Have my RTX 3090... now what? Build advice for PyTorch

HI Level1Techs,

I had ordered an RTX 3090 Vision OC back in January and was planning to shoe horn it into a very old build of mine… but the only one I had (a Core i7 2600K based system). While playing cyber punk and swapping SSDs it decided it’d had enough and I got the dreaded red led on VGA_LED on the MOBO… tried everything I could think of to get back into the system but… I had had this since 2012 and it was a wonder it made it even this far… SO I now need to build a system from scratch (and it makes sense since a RTX 3090 in a core i7 2600K system would have been severely bottlenecked)

Here’s what I have so Far

  • RTX 3090 Gigabyte VIsion OC
  • Corsair hx750W (thinking to replace this with something new and higher wattage)
  • Coolermaster HAF XB Evo chassis (small noctua fan underneath near the SSD Cage for exhaust)
  • GTX 1060 MSI 6GB (likely going to sell or make a gaming PC off it for GF)
  • 1TB Samsung NVME 970 Evo
  • 1TB Samsung Sata SSD 980
  • 2 random old SSD sata drives… might use as scratch disks or for gaming

Here’s my PCParts picker so far… no RAM chosen yet and was really looking to see recomendations on that… as I do not generally know ryzens sweet spot

PCPartPicker Part List: https://pcpartpicker.com/list/JHjNwz

CPU: AMD Ryzen 9 5950X 3.4 GHz 16-Core Processor  ($999.00 @ Amazon) 
CPU Cooler: Noctua NH-D15 CHROMAX.BLACK 82.52 CFM CPU Cooler  ($109.95 @ Amazon) 
Motherboard: Gigabyte B550 VISION D ATX AM4 Motherboard  ($388.72 @ Amazon) 
Storage: Samsung 970 Evo 1 TB M.2-2280 NVME Solid State Drive 
Video Card: Gigabyte GeForce RTX 3090 24 GB Vision OC Video Card 
Case: Cooler Master HAF XB EVO ATX Desktop Case  ($105.99 @ Amazon) 
Power Supply: Corsair HX 750 W 80+ Gold Certified Semi-modular ATX Power Supply  ($298.99 @ Amazon) 

That’s about it really.

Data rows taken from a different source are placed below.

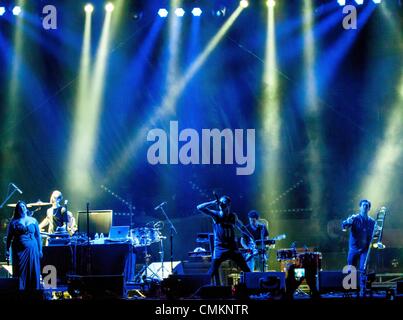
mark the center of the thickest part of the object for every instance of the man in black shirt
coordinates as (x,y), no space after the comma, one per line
(225,246)
(362,227)
(57,217)
(257,257)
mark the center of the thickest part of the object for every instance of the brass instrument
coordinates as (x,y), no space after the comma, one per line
(376,240)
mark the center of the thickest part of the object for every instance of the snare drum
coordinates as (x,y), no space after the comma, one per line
(286,254)
(311,260)
(143,237)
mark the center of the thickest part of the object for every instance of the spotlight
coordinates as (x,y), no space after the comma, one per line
(163,13)
(221,12)
(179,12)
(109,7)
(271,3)
(244,3)
(197,12)
(89,8)
(138,15)
(17,10)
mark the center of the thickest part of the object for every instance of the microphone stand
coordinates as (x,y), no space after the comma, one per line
(88,241)
(172,230)
(7,198)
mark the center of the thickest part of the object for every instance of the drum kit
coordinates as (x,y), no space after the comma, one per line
(143,238)
(300,258)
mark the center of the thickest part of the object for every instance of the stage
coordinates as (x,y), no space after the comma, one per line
(166,153)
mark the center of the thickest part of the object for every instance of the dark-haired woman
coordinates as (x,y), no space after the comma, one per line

What am I using this system for? Well the reason I grabbed the 24GB 3090 is I do image processing in PyTorch… and models I created were not fitting on my GTX 1060 6GB… and when I went to use AWS for training models it cost about $250 for 24 hours or something nuts… plus I like tinkering and wanted to have a machine to practice C++ CUDA programming and swap out the SSD every once in a while to play Windows games (or give that new steam electron stuff a try)

My big decision is… do I go for thread ripper? The images I process are right now based off a macbook pro retina screen… so a bit less than 4K in resolution… but in general I may in future want to experiment with other models in and around image and sound processing… so I figured TR is overkill if I am paying out of pocket… and just start with the 5950x

  • Budget. How much are you willing to spend?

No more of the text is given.